Le serrurier marmotta ces derniers mots pour lui seul.

« C’est bien cruel à vous de nous avoir tenus sur pied si tard dans la nuit, sans seulement nous dire où vous étiez, et sans nous envoyer au moins un petit mot pour nous rassurer, reprit la jeune fille.

— Ah ! Dolly, Dolly ! répliqua le serrurier secouant la tête et souriant, c’est bien cruel à vous d’avoir couru là-haut dans votre chagrin, pour vous mettre au lit ! Descendez déjeuner, petite folle, et bien doucement, ou vous réveilleriez votre mère. Elle doit être fatiguée, j’en suis sûr ; certainement elle doit l’être. »

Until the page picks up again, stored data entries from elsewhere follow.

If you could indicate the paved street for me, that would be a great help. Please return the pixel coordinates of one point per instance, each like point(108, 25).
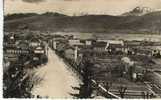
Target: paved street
point(58, 78)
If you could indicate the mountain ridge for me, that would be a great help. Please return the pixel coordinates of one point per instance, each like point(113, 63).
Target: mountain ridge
point(149, 23)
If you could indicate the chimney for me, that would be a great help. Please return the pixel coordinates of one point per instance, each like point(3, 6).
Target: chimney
point(75, 53)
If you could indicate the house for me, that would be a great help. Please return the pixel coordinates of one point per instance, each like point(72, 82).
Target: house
point(39, 50)
point(115, 48)
point(75, 42)
point(34, 43)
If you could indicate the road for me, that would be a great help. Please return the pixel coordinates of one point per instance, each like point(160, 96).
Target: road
point(58, 79)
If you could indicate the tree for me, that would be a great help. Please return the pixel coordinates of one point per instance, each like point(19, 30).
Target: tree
point(122, 90)
point(86, 89)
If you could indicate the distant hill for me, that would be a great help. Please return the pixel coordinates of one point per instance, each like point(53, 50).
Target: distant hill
point(148, 23)
point(138, 11)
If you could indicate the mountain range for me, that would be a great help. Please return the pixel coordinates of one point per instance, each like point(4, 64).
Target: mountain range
point(136, 21)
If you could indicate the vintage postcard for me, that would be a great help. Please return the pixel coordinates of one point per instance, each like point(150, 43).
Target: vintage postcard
point(78, 49)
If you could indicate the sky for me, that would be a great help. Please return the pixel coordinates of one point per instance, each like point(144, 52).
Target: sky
point(77, 7)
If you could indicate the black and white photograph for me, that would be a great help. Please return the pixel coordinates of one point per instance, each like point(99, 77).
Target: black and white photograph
point(81, 49)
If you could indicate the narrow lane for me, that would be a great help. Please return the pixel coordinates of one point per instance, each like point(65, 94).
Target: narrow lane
point(57, 79)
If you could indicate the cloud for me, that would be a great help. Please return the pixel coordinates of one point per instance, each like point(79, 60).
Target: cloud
point(33, 1)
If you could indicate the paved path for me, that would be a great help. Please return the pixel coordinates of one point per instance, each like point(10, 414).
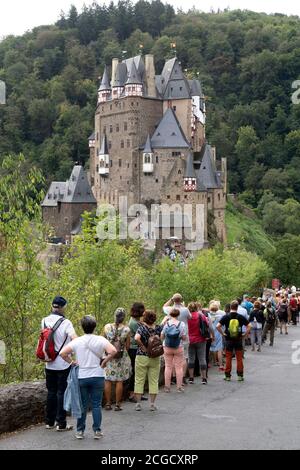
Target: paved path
point(261, 413)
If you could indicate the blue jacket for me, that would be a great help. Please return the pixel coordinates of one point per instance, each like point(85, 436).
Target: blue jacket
point(72, 398)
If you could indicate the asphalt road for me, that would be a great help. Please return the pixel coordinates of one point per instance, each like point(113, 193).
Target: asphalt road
point(261, 413)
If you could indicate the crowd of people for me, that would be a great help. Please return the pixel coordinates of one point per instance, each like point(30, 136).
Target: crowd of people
point(189, 339)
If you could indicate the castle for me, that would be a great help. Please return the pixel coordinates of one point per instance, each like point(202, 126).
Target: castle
point(149, 141)
point(149, 146)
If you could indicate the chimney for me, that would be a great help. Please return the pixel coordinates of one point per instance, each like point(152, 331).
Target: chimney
point(113, 70)
point(150, 75)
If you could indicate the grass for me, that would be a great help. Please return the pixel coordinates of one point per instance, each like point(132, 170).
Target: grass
point(244, 230)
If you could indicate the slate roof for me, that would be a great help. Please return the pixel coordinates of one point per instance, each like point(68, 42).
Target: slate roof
point(76, 190)
point(133, 76)
point(190, 170)
point(104, 146)
point(148, 148)
point(207, 174)
point(169, 133)
point(105, 83)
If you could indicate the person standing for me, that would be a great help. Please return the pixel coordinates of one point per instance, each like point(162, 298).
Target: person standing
point(145, 366)
point(197, 342)
point(136, 313)
point(118, 370)
point(89, 350)
point(177, 302)
point(233, 334)
point(58, 370)
point(173, 335)
point(257, 320)
point(270, 324)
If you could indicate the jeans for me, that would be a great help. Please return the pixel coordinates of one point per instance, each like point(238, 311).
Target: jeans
point(173, 357)
point(132, 355)
point(56, 383)
point(256, 337)
point(269, 327)
point(91, 389)
point(199, 350)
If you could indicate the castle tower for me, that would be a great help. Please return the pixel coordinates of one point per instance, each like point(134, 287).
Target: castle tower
point(104, 158)
point(104, 91)
point(148, 157)
point(134, 85)
point(190, 179)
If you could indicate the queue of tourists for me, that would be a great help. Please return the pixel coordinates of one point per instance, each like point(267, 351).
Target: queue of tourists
point(146, 352)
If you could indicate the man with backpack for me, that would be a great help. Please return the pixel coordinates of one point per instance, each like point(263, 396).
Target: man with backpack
point(56, 333)
point(177, 302)
point(270, 324)
point(233, 334)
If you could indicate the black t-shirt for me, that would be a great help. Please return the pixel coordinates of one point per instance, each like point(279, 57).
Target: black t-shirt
point(225, 321)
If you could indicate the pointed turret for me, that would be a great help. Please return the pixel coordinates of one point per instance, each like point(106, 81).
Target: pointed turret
point(104, 91)
point(190, 178)
point(104, 158)
point(134, 84)
point(148, 157)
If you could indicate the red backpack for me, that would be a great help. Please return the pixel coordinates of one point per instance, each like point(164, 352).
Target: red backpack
point(46, 347)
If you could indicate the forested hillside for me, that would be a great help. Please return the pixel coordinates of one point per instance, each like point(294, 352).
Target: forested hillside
point(246, 61)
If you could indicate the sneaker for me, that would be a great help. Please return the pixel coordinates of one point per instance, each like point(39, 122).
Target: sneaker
point(67, 428)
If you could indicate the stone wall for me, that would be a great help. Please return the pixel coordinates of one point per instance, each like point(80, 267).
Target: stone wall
point(22, 405)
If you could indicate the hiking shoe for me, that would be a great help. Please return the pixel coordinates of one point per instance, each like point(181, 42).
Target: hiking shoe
point(69, 427)
point(48, 426)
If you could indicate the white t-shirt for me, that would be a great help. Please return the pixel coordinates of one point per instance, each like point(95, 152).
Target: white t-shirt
point(89, 349)
point(65, 330)
point(184, 316)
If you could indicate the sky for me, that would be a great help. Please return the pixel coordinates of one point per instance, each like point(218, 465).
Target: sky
point(18, 16)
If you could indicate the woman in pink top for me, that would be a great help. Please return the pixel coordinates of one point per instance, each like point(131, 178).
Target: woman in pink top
point(197, 346)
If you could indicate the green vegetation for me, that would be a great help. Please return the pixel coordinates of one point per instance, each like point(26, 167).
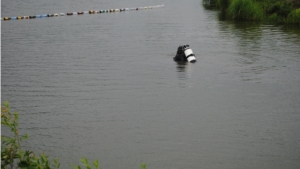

Gardant pour lui ces derniers mots, et répondant au signe de tête de sa fille, il allait entrer dans sa boutique, la figure encore toute rayonnante du sourire que Dolly y avait éveillé, lorsqu’il put voir, juste au moment même, le bonnet de papier goudronné de son apprenti faire un plongeon afin d’éviter l’œil du maître, et se reculer de la fenêtre, pour retourner en tapinois à sa première place, où il ne fut pas plutôt qu’il se mit à jouer vigoureusement du marteau.

« Encore Simon aux aguets ! se dit Gabriel ; ça ne vaut rien. Que diable croit-il donc que la petite va dire ? Toujours je le surprends à écouter lorsqu’elle parle, jamais à un autre moment. Mauvaise habitude, Sim, que de se cacher comme ça pour faire ses coups à la sourdine. Ah ! vous avez beau jouer du marteau, vous ne m’ôterez pas cela de l’idée, quand vous y travailleriez toute votre vie. »

En se parlant ainsi à lui-même et secouant la tête d’un air grave, il rentra dans l’atelier et toisa l’objet de ces remarques.

« En voilà assez pour l’instant, dit le serrurier. Il est inutile de continuer ce bruit infernal. Le déjeuner est prêt.

— Monsieur, dit Sim en levant les yeux sur son maître avec une politesse étonnante et un petit salut à lui qui s’arrêtait net au cou, je suis à vous immédiatement.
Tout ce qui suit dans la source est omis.